Seed state for specific scenarios. Testing "what happens when the user has already used 5 messages" or "what happens when project config is missing" is easier with --seed-session or seed in testFlow. No need to replay a long conversation.


Debugging patterns

Block not receiving expected input?

Check connector types. Sequencer steps pass output to the next block's input. If you used then(connector, block), the connector transforms the value. Verify the connector's return type matches the block's inputSchema. Use fsdev block with the exact input shape you expect.

State not updating?

Verify the partial state schema includes the field. A handler's sessionStateSchema must declare every key it reads or writes. The flow's session.stateSchema merges block declarations. If the flow schema doesn't include your field, either the block didn't declare it or there's a merge conflict.

Items not streaming?

Check that the generator has emit configured correctly. By default, generators emit messages, reasoning, and tool calls. If you disabled something with emit: { messages: false }, that explains missing output. Handlers are silent by default; use ctx.emitMessage() or ctx.emitComponent() if you want client-visible output from a handler.

Stream connects but no items?

Confirm the client is filtering correctly. useSession(id, { items: { visibility: "ui" } }) shows only UI-visible items. Some item types (e.g. block_output without toolCall) are devtools-only. Check the streaming docs for which types go to the client.

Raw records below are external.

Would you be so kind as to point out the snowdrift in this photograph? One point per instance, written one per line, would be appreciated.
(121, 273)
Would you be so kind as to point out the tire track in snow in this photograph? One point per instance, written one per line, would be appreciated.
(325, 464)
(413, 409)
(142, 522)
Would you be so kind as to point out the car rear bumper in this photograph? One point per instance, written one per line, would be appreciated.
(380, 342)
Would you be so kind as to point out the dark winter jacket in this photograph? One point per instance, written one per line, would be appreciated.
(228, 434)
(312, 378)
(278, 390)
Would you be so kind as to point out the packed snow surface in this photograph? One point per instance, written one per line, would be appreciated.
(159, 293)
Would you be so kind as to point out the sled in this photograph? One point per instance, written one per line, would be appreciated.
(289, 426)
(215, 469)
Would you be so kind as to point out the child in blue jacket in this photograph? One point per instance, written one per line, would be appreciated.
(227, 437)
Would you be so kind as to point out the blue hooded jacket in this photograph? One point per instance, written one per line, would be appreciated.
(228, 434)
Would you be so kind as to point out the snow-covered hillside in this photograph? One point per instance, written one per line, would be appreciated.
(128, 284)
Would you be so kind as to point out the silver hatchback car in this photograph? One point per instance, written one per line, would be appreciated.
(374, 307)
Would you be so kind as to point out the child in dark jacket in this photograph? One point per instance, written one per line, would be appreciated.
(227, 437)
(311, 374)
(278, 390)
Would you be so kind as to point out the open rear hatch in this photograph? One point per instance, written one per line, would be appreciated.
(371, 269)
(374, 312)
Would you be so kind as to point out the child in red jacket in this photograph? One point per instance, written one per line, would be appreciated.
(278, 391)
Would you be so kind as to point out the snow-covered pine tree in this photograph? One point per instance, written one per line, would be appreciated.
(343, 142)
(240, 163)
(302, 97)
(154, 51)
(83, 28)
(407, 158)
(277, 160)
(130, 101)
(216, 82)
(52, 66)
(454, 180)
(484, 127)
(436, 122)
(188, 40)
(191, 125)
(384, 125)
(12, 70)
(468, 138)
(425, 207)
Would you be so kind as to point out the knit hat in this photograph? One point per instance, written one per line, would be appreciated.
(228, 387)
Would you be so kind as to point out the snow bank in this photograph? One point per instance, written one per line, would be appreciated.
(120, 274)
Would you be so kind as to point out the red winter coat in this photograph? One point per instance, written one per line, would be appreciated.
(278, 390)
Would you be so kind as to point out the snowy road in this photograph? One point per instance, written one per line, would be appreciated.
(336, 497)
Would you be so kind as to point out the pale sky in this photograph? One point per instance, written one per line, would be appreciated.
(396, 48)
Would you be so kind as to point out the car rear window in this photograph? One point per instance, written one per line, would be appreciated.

Session not persisting between requests?

CLI: use --session explicitly. Browser: useFlow({ autoCreateSession: true }) creates a session on mount. The client sends the session ID on subsequent action calls. If the session ID changes (e.g. new tab, cleared storage), you get a new session.

Generator returns wrong structure?

Check the outputSchema. Generators with a custom outputSchema use structured output mode (no streaming). The framework parses and validates the model's response. If parsing fails, repair.mode controls retry, rescue, or fail. For streaming text, use the default z.string() or omit outputSchema.

Tool block throws but error is unclear?

Run the tool block in isolation with fsdev block. Pass the exact arguments the generator would send. The block runs in the same harness; you'll see the real error. Tool blocks receive BlockContext with the same scope chain as the enclosing generator, so you can seed session or user state to match the failing scenario.